Reviewed by Colin Jacobson (October 8, 2004)
Since they called the fourth flick in the Friday the 13th series The Final Chapter, Friday the 13th Part V: A New Beginning shouldn’t exist. But I guess they decided money remained to be made, so the series continues with this 1985 flick.
In a departure from the first three sequels, Beginning doesn’t open with a rehash of the prior flicks. It quickly reintroduces the character of Tommy Jarvis (Corey Feldman), the kid who finished off Jason in Final Chapter. He watches some goons dig up Jason’s grave, an action that revives the killer and sends the madman after the boy. However, Tommy soon wakes up from this vision to reveal that he’s now a young adult (John Shepherd) in the care of a mental hospital.
Yes, it appears that little Tommy went a bit bonkers after his encounter with Jason, so now the extremely withdrawn dude remains a charge of the public mental health system. They send him to the rustic Pinehurst Youth Development Center, where he quickly meets assistant director Pam Roberts (Melanie Kinnaman) and director Matthew Letter (Richard Young). They brief him on the center’s system and what they hope to do for him.
From there Tommy settles in and we meet the other residents as they go about their chores. One of them turns out to be a little nuttier than the rest; Vic Faden (Mark Venturini) goes psycho when he angrily takes an axe to fat, dopey resident Joey (Dominick Brascia). The cops cart off Vic, but we soon see that another murderer stalks the area when a mystery man violently slays a pair of young toughs.

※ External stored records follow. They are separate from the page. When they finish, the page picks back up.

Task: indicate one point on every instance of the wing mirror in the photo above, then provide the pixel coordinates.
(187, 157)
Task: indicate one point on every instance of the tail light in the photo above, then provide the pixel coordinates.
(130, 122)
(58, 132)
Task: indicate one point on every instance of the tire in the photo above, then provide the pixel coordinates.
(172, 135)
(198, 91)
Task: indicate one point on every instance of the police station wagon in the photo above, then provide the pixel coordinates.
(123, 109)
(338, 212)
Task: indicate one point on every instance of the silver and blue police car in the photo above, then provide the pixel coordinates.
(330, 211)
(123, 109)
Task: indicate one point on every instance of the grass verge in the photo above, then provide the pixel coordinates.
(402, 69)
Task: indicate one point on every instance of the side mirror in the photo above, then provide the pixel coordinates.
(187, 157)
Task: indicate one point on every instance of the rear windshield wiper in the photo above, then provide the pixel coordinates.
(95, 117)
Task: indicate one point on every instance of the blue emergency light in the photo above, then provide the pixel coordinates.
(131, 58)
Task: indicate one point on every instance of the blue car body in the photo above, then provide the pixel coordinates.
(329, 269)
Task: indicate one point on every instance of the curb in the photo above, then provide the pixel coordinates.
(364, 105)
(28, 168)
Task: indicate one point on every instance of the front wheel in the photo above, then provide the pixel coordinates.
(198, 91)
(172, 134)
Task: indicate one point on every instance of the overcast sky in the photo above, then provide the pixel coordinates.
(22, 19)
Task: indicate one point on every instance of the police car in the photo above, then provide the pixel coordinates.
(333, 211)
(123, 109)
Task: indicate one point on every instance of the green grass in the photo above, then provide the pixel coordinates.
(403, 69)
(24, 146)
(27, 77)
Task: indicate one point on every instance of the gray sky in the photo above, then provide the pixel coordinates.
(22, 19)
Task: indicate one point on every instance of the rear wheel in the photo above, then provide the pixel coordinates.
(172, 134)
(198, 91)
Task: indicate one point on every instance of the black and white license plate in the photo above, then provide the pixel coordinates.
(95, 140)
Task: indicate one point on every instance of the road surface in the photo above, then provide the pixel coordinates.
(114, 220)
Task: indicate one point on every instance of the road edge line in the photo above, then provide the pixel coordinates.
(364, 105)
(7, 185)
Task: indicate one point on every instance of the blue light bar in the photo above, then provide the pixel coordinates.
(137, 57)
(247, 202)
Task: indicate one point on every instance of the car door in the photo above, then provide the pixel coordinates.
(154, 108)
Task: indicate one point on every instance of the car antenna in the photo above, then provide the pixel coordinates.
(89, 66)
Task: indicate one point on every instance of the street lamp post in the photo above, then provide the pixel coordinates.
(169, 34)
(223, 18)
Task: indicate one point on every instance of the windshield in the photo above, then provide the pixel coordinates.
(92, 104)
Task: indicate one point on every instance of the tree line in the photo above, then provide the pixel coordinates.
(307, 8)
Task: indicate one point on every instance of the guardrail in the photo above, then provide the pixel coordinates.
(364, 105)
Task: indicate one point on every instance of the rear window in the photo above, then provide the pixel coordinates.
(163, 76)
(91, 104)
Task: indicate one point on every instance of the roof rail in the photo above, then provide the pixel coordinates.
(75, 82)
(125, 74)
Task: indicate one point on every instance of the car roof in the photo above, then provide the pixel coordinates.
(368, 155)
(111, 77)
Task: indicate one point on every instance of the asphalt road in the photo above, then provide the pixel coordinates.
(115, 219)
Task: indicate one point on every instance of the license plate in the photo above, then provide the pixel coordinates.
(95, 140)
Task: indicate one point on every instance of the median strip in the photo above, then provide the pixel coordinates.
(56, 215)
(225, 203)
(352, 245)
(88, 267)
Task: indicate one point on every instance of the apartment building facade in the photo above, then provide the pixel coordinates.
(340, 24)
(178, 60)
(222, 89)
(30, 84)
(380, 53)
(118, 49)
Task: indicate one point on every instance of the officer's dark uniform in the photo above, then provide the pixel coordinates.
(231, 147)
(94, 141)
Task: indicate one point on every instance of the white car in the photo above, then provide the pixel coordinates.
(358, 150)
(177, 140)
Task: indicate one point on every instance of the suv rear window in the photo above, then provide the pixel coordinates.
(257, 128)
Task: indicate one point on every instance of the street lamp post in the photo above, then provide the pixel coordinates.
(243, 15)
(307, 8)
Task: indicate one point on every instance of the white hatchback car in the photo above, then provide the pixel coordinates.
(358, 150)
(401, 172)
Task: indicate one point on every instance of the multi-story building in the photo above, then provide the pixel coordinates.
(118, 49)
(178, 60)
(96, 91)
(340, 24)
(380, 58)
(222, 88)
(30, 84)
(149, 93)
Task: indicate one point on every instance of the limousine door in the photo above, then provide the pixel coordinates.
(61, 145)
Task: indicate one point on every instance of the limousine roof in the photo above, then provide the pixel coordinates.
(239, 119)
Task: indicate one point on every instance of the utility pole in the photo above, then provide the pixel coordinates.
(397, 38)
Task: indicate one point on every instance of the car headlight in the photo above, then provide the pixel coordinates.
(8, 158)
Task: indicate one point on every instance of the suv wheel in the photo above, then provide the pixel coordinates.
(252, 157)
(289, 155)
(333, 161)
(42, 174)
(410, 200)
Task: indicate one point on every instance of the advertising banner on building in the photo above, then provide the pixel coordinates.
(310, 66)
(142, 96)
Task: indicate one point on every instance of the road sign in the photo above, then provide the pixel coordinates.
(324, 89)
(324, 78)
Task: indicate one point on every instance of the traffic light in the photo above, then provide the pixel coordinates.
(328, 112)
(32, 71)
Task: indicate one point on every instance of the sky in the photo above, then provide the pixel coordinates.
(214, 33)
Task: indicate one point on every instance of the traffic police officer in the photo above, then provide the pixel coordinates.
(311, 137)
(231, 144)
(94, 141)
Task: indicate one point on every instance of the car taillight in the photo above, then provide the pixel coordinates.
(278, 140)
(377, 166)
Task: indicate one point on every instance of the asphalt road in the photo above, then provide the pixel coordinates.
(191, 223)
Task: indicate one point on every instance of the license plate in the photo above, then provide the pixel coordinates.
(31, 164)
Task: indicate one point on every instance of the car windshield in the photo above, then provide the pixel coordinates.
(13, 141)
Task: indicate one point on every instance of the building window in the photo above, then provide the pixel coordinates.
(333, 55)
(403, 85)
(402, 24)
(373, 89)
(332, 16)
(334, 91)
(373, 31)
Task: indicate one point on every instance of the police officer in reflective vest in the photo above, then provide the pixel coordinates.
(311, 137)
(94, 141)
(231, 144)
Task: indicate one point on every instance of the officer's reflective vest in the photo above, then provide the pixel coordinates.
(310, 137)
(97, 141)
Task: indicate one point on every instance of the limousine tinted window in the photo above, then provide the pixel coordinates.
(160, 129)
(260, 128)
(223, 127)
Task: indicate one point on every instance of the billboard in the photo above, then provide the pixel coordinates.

The kids and staff remain on edge after this, and it doesn’t contribute to Tommy’s already precarious mental state. He continues to see visions of Jason, and he reacts violently when another kid taunts him. In the meantime, more slayings occur outside of the facility. Sheriff Tucker (Marco St. John) tries to handle the killing spree while he undergoes pressures from the mayor (Ric Mancini). Tucker proposes an outrageous theory when he suspects Jason as the murderer even though Mr. Voorhees apparently was cremated.
From there, we watch as the death toll escalates. The mystery killer continues his rampage. As always, this leads toward an inevitable confrontation of some sort.
No one will accuse New Beginning of deviating radically from the template established in the first four movies, but I’ll give it some credit for its attempts to broaden matters. Much of the set-up and execution remains the same. The plot offers another batch of youngsters isolated in the middle of the woods, and we see a series of gruesome killings.
At least Beginning tries to do something different, though. Yeah, it follows the same basic structure, but it offers some intrigue as to the identity of the killer. Other flicks attempted red herrings, but this one pulls off those teasers.
Tommy doesn’t get a lot of depth, but he stands as one of the series’ more interesting characters. The rest of them vary from non-entity to broad stereotype. The movie doesn’t attempt to delve into Tommy’s psychoses well, but it gives him some personality, and that’s more than I can say for many folks in the prior four movies.
Overall, I prefer New Beginning among the first five Friday movies. Will it stay my favorite after I watch the next three? That I don’t know, and to call it the best of the bunch seems like faint praise anyway, as none of the prior four did a lot for me. Beginning doesn’t reinvent the wheel, but it shows some creativity and turns into a reasonably satisfying slasher flick.